Acompanho seus olhos, agora pousados num cachorrinho da madame estrangeira: era um “poodle”, bem cuidado, ocupando uma das cadeiras,  servido pela mulher, entre gritinhos de euforia, a cada dentada do cão. Consigo penetrar o pensamento do garoto, pela expressão do olhar: há, agora, indignação. Por que aquele cãozinho, que apenas latia, sem conseguir falar, valia mais que ele, gente, gente que fala, senta, tem conhecimento de si e de tudo que o rodeia? Talvez valesse a pena ter nascido cachorro de madame. Ou até mesmo um vira-lata, que sofre, mas não sabe de si, de seus direitos, se é que os tem.

Mas ele, sim, conhece seus direitos. Pelo menos de comer, de conseguir expulsar a fome que lhe faz roncar o estômago, principalmente nas noites mais frias, na beirada do brejo, dormindo aos solavancos, coberto por jornais, na angústia e no medo. Não fora, várias vezes, acordado aos chutes e pontapés?

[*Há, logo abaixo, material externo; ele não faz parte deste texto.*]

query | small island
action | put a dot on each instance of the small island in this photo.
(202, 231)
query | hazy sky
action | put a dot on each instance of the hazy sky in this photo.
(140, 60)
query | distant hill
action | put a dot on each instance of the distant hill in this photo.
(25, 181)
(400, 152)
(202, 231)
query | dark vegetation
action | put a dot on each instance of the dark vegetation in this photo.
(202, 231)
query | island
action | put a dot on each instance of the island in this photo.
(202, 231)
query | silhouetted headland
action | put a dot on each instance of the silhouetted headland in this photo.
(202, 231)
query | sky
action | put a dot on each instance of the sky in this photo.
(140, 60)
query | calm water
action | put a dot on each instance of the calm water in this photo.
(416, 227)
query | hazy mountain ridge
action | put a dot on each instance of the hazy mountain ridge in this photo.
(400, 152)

Os olhares dos que usufruem do restaurante começam a cruzar-se, numa cumplicidade velada, cada um procurando solução para o problema concreto, ali, naquele momento, agora um problema de todos. Um monument a fome, paralisada, devoradora, aviltante, fome do mundo, de boca escancarada, vindo-me à mente os meninos esqueléticos da Etiópia, os abandonados da Bósnia, famintos e tristes, os nossos meninos encardidos de pobreza no Nordeste brasileiro. A fome está diante de mim, e eu paralisada de espanto. Até que um rapazinho mais afoito decide: cata um farturento prato de comida e, rapidamente, meio às escondidas, abre a porta lateral e entrega o regalo às ávidas mãos do menino.

De repente, saídos não sei de onde, não era mais um, eram dezenas de crianças famintas que, sem falar, abriam imensas bocas, cada vez maiores e mais famintas.

Num lance comum, como que hipnotizados pelo mesmo sentimento de culpa, o dos saciados, todos se levantam e, em procissão, num movimento agora incontrolável, pratos de iguarias diversas às mãos, dirigem-se à rua. E, no chão, improvisando mesa gigante, sob o pasmo olhar do sol, as crianças de rua, uma vez na vida, como animais famintos, devoram a fome.